About



*1986 in Paris (FR) lives and works in Berlin.

Daniela Macé-Rossiter is a french-venezuelan female artist who grew up in an art, music and dance lovers family, on the Reunion Island in the Indian Ocean and in the region of Paris (FR). She has been living in Berlin (GER) since 2008. She obtained the Bachelor of Art at the Ecole Nationale Supérieure d'Art de Paris-Cergy (FR) in June 2008 and the Master Diploma at the Kunsthochschule Berlin-Weißensee (GER) in July 2012.

Her work has been shown in international exhibitions, including at the Pierre Cardin Museum (Saint-Ouen, FR), at Spoiler for the 10th Berlin Art Week (Berlin, GER), at Arnaud Deschin Galerie (Paris, FR), at Alicja Kwade Studio (Berlin, GER), at the Théâtre de la Michodière (Paris, FR), at SWDZ (Vienna, AUT), at DNA Gallery (Berlin, GER), at Brio Box (Paris, FR), at the Kunsthalle am Hamburger Platz (Berlin, GER), at the Shoreditch Underground (London, UK), at So Stockholm (Stockholm, SWE), at XL Combines (Milano, IT), at the Fernsehturm Alexanderplatz (Berlin, GER), at the Kosmetiksalon Babette (Berlin, GER), at Galerie Spokojna for the VI Warsaw Festival of Art Photography (Warsaw, POL), at Galeria 13 (Mexico city, MEX).


Last Exhibitions & Events :

Dear Anitya, Czong Institut for Contemporary Art, Seoul (KOR), 2023
HotMess III, Kühlhaus, Berlin (GER), 2022
Curatorial Part de Deux, Gewerbehof Königstadt, Berlin (GER), 2022
À l’âge de Pierre, Musée Pierre Cardin, Saint-Ouen (FR), 2021
Presentation of Point de Vue, Kindl Museum - Center for Contemporary Art, Berlin (GER), 2021
Future Past Perfect, Spoiler, Berlin (GER), 2021
HotMess II, Napoleon Komplex, Berlin (GER), 2021
Plans sur la Comète, Spoiler, Berlin (GER), 2020
Rosasite, Galerie asterisk*, online, 2020




photo credit : Mathias Euwer




Interview of the Office for Visual Arts of the French Institute, 2020




Transcending the photographic process, my work takes place in what could be called metaphotography. It articulates around photography through a process of mise en abyme and stratification of the medium image, exploring its corporality through different mediums. The lightness and volatility of the image, as opposed to the inherent gravity of the material, reflect the dynamic of antagonism that embodies my work. Fabric and embroidery have become essential components of my plastic research, allowing me to work the images on different levels of materialization.

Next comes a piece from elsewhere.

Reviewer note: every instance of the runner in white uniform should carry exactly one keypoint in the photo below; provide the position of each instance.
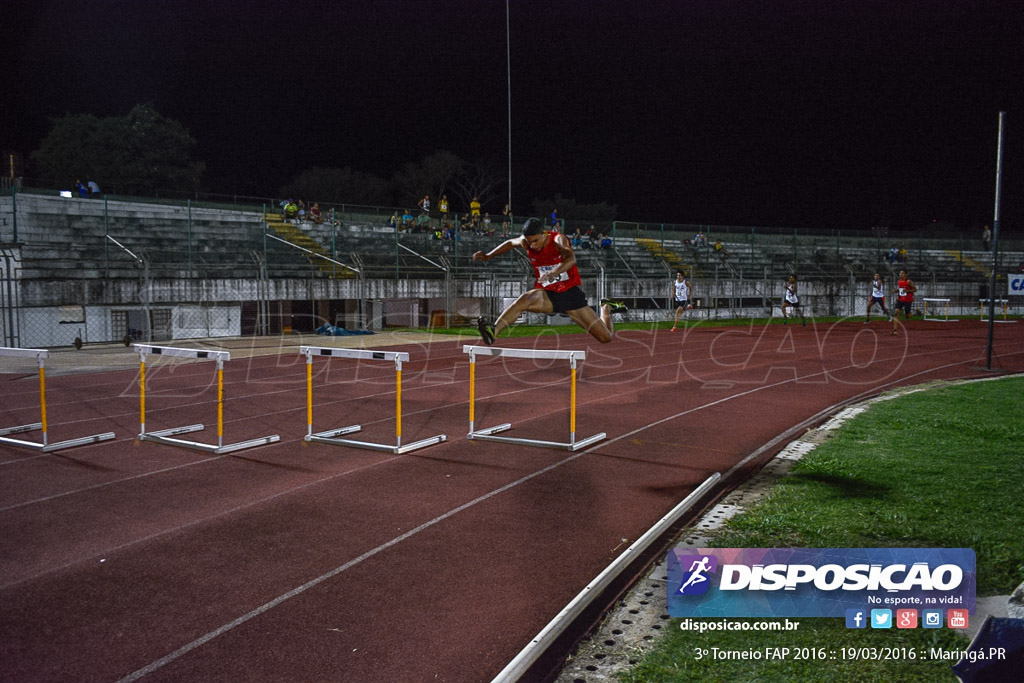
(878, 297)
(681, 297)
(792, 300)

Moving from one medium to another, as one would move from one physical state of matter to another, is a way of exploding the image in a moment of transformation, as if it were also a biological matter. I like to enter an image by stretching it into a range of possibilities, breaking it down into different moments or shapes, losing its origin to embrace others. This fluidity is inspired by the perpetual movement of the world, where what Romain Rolland calls “oceanic feeling” is currently more present than ever, this emotion which annihilates temporality and space, and which immerses us in a great whole.